Business continuity and disaster recovery
Microsoft provides disaster recovery for production environments of Dynamics 365 software as a service (SaaS) applications and Power Platform environments for business continuity if there's an Azure region-wide outage.
Microsoft creates a replica of Azure SQL storage and file storage in the secondary region for each production environment at deployment. These replicas are referred to as geo-secondary replicas.
The solution architect should identify and design the business continuity strategy.
Note
Power Platform Landing Zones contain set of design considerations for Business continuity and disaster recovery.
Principles of high availability
When creating a solution, the solution architect should follow these principles:
- No single points of failure should exist.
- Use the capabilities of Microsoft Azure whenever possible.
- Use monitoring and health checks to predict and detect problems.
Microsoft deploys a Microsoft Power Platform environment within an Azure region. Within a region, services and data are replicated redundantly across the datacenter(s) to increase availability. Each Azure region has a paired region where Microsoft Power Platform resources are replicated automatically. Microsoft monitors Microsoft Power Platform on your behalf as part of the service.
Handle failover
Microsoft Power Platform components handle internal integrations; solution architects should focus on external integrations and custom code.

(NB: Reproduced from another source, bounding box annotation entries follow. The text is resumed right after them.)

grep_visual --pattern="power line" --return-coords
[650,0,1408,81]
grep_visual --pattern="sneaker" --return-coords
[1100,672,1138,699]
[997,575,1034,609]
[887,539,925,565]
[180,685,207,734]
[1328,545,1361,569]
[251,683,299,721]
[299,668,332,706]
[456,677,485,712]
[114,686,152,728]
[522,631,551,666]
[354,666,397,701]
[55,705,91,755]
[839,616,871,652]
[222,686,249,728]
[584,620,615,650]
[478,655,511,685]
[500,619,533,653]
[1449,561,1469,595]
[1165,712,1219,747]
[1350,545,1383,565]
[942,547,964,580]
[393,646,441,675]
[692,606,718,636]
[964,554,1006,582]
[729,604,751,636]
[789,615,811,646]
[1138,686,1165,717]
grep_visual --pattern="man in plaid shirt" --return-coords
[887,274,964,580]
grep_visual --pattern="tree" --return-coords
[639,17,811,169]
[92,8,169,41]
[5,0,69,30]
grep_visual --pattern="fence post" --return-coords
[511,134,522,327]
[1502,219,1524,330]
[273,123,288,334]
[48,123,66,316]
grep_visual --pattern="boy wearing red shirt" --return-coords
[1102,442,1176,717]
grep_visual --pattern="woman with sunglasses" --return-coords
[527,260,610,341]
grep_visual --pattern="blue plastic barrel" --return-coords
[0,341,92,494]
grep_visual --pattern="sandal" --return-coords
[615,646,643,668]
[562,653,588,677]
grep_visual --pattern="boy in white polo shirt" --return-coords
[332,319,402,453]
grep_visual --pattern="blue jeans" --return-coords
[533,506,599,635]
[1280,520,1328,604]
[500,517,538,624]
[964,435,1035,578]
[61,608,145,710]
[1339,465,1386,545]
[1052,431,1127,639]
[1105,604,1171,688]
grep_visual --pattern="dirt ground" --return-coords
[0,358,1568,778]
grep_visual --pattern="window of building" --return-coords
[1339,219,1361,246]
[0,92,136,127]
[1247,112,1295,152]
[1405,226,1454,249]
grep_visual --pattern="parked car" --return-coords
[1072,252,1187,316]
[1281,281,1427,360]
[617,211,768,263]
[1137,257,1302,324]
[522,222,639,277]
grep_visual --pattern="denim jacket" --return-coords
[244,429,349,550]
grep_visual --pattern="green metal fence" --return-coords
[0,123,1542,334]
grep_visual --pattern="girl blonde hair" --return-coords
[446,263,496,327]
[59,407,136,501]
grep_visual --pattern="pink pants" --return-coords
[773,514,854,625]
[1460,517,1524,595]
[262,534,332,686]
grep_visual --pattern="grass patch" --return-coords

If an issue occurs with the primary datacenter, Microsoft initiates the failover automatically, if necessary, from the primary location to the regional pair. Microsoft also handles required service recovery.
Users shouldn't notice interruptions in service. At worst, they have a transient error when saving data. For example, model-driven apps handle such errors.
However, custom code could have issues. For example, the endpoint for the environment might change. Integrations should use the global discovery service for endpoint discovery to get the latest environment endpoint. Custom code should have transient error handling with automatic retries.